I have often wondered, why the team around Brian Goetz has been heading towards a “decent compromise” so strongly from the beginning, both from a marketing AND technical point of view, instead of adding more boldness to how Java 8 is advertised. At Devoxx Belgium 2013, Brian Goetz seems to have really sold his accomplishments completely under value, according to this interesting article. Having extensively followed the lambda-dev mailing list, I can only stress how little the creators of Java 8 loved their new defender methods feature, for instance.
Java 8 is what we have all been waiting for, for so long! After all, the introduction of lambda expressions and defender methods (equally impactful, if not as often advertised!) is one of the most significant improvements to the Java language since the very beginnings.

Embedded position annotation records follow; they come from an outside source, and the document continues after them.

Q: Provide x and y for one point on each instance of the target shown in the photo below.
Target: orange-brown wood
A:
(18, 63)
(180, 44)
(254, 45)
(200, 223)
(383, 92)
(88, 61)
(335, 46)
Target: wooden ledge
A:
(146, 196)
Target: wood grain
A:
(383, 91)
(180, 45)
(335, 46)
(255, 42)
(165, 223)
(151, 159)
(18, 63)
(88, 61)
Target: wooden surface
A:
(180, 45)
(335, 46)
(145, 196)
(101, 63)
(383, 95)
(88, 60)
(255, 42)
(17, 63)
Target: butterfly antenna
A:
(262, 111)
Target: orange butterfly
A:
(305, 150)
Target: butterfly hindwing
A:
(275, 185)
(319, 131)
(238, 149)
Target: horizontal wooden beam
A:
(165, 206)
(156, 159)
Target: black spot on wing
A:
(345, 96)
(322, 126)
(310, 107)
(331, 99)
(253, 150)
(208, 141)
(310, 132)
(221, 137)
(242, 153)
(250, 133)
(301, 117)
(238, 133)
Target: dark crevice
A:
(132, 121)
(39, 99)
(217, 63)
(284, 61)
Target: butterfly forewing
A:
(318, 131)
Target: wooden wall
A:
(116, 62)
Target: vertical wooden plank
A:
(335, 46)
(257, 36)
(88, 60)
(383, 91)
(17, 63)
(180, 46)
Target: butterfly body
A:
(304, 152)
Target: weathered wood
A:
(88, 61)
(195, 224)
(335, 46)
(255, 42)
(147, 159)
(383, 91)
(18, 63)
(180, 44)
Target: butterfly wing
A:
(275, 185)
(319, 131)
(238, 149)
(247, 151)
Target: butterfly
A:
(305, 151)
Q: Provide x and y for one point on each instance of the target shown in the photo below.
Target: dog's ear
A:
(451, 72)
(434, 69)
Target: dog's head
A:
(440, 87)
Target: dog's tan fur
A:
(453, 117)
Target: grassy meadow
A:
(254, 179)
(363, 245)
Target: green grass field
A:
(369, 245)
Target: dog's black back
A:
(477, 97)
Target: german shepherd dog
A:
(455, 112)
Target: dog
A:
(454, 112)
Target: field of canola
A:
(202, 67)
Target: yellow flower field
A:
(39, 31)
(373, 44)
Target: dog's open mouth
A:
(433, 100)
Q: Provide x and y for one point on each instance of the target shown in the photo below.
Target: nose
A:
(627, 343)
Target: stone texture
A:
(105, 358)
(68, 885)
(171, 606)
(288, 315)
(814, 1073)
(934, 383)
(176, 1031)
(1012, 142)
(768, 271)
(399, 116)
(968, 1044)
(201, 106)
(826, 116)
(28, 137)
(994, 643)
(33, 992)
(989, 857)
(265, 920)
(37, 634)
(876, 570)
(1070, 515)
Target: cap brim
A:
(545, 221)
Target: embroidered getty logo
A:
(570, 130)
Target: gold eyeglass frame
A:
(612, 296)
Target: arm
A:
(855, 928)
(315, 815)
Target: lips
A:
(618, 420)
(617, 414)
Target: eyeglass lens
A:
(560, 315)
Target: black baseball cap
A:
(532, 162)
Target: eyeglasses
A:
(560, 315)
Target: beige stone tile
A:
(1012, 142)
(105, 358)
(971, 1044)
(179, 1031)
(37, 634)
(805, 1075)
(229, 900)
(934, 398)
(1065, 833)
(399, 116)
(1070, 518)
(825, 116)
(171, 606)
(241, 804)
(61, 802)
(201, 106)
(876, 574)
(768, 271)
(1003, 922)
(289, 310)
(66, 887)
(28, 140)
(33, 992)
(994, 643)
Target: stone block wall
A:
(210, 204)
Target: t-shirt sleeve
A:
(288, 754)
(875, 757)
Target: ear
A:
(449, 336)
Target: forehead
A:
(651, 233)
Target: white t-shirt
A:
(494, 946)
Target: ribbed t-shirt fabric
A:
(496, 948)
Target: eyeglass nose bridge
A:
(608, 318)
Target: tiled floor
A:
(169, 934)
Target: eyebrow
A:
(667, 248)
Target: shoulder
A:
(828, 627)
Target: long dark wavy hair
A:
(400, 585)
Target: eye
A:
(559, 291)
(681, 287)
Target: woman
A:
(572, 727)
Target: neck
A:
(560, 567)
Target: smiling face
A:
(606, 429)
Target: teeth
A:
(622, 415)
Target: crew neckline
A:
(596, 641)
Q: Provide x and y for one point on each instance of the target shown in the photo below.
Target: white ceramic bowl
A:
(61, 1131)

Given the tremendous success of LINQ in .NET, I have recently contemplated whether Java 8, lambda expressions and the Streams API might actually be an equally interesting approach to adding features to an ecosystem, compared to the “scariness” of comprehensions and monads as understood by LINQ: https://blog.jooq.org/does-java-8-still-need-linq-or-is-it-better-than-linq/
While my article above certainly wasn’t well received with the .NET community (and even Erik Meijer himself smirked at it), it did get quite a bit of love from the Java community. In other words, the Java community is ready for Java 8 goodness. Let’s hope Oracle will start advertising it as the cool new thing that it is.